The family is indeed a school of love, provided it keeps true to its identity: a stable community of love between a man and a woman, built upon marriage, and open to life. When love, or faithfulness, or generosity regarding children fail, the family becomes disfigured. And the consequences are not long in coming: the adults are left in loneliness; the children, abandoned; for all, life becomes an inhospitable no man’s land. So, John Paul II concludes, “no human society can run the risk of permissiveness on fundamental questions regarding the essence of marriage and the family!” (no. 17). These words are not prophetic – they describe the facts.

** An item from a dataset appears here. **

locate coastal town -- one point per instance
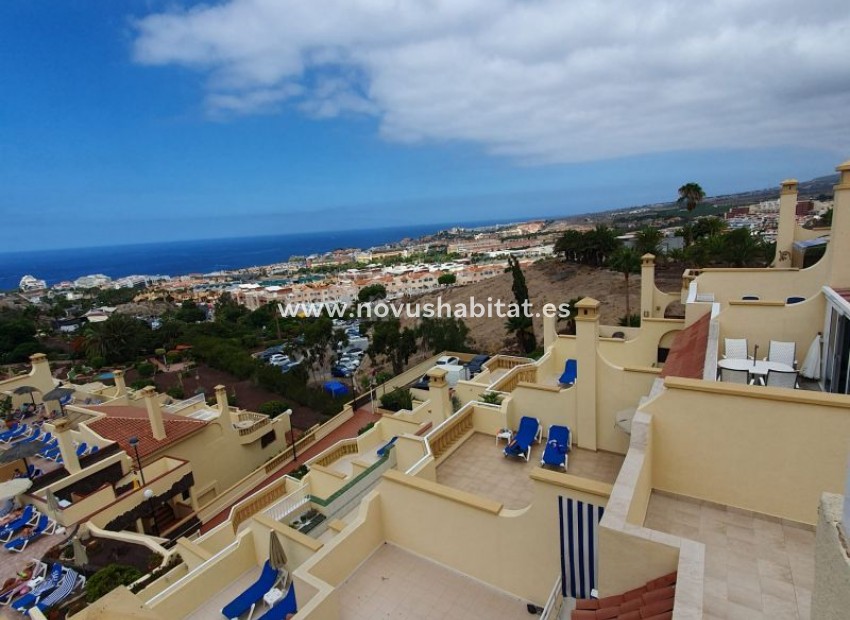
(412, 267)
(215, 457)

The Holy Father is appealing to all families –including those in difficulties – to be faithful to their vocation to serve life and the full humanity of man, the foundation of a “civilization of love.” To those fearful of the demands of such faithfulness, the Pope says: “Do not be afraid of the risks! The forces of God are far more powerful than your difficulties! Immensely greater than the evil that is at work in the world is the effectiveness of the sacrament of Reconciliation!” (no. 18).
The memory of the day of prayer and fasting for peace in Yugoslavia is still fresh and the Holy Father is once again referring to the need to pray, and specifically to pray in the family and for the family. The family is a praying community, a community that turns to God, in whom it finds its joy, its strength for difficult moments, and the energy it requires to carry out the exalted and difficult mission of fatherhood and motherhood. It is moving to see how much the Pope expects from the prayer of families. The Holy Father refers as well to the need to recognize the irreplaceable value of the woman’s work in the home: “The ‘fatigue’ of the woman who, after having given birth to her child, nurses it, cares for it, and looks after its education, especially in the early years, is so great that it cannot be compared with any professional work.” This work “deserves to be recognized, financially too”(no. 17), even though we all know that a mother’s love in the home is a gift that cannot be repaid, a treasure which we keep always in our hearts.

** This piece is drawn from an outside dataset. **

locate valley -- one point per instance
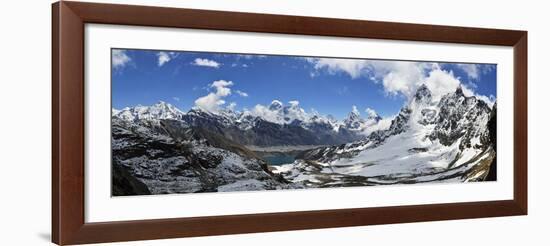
(447, 139)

Reference is also made to the problem of unemployment, which is seen not as a simple statistical fact, but as a real threat to the stability of so many homes. The Pope’s reflections are a call to responsibility for those who run the economy and social development.

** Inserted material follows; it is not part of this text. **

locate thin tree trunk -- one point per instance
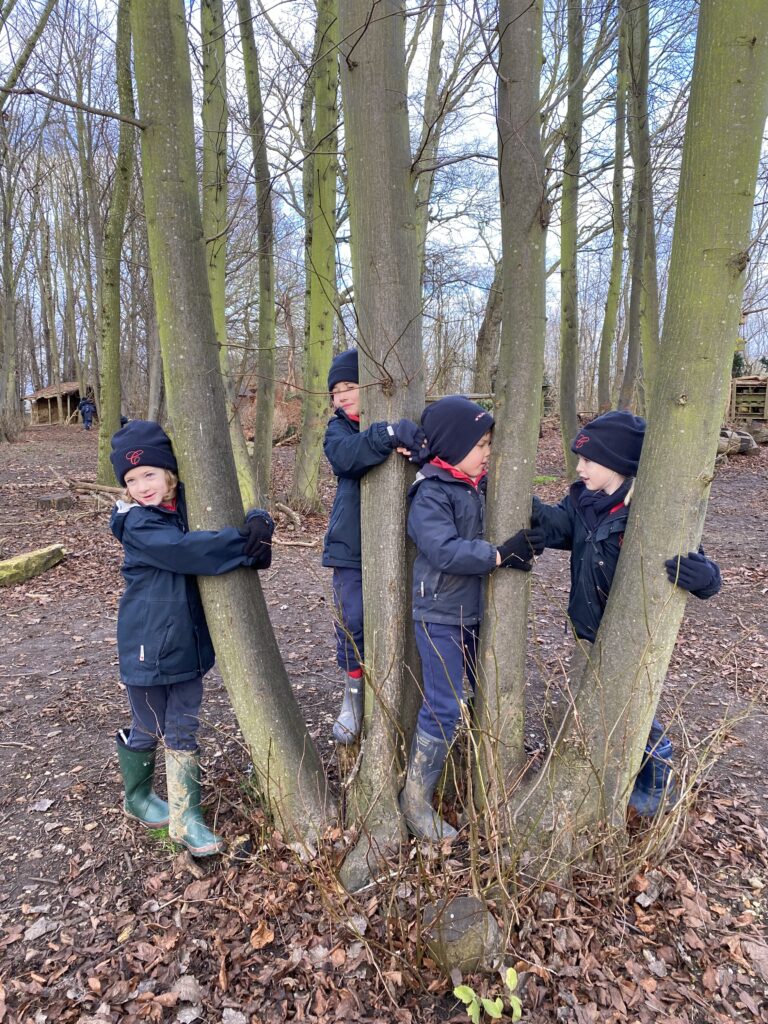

The Holy Father has often affirmed that he considers the family as a ‘principal protagonist in the building up of peace,’ peace for which Pope John II is pleading ever more earnestly. Peace in the family will bring about peace in the world. In the Basilica of St. Peter, before an image of the Blessed Virgin – Mother of Fair Love, Queen of Peace and Lady of Perpetual Succor – a candle burns symbolizing the prayers of Christians for peace. May this Letter of the Holy Father enkindle a light in the hearts of many men and women, and make them find in the family the happiness they so much long for.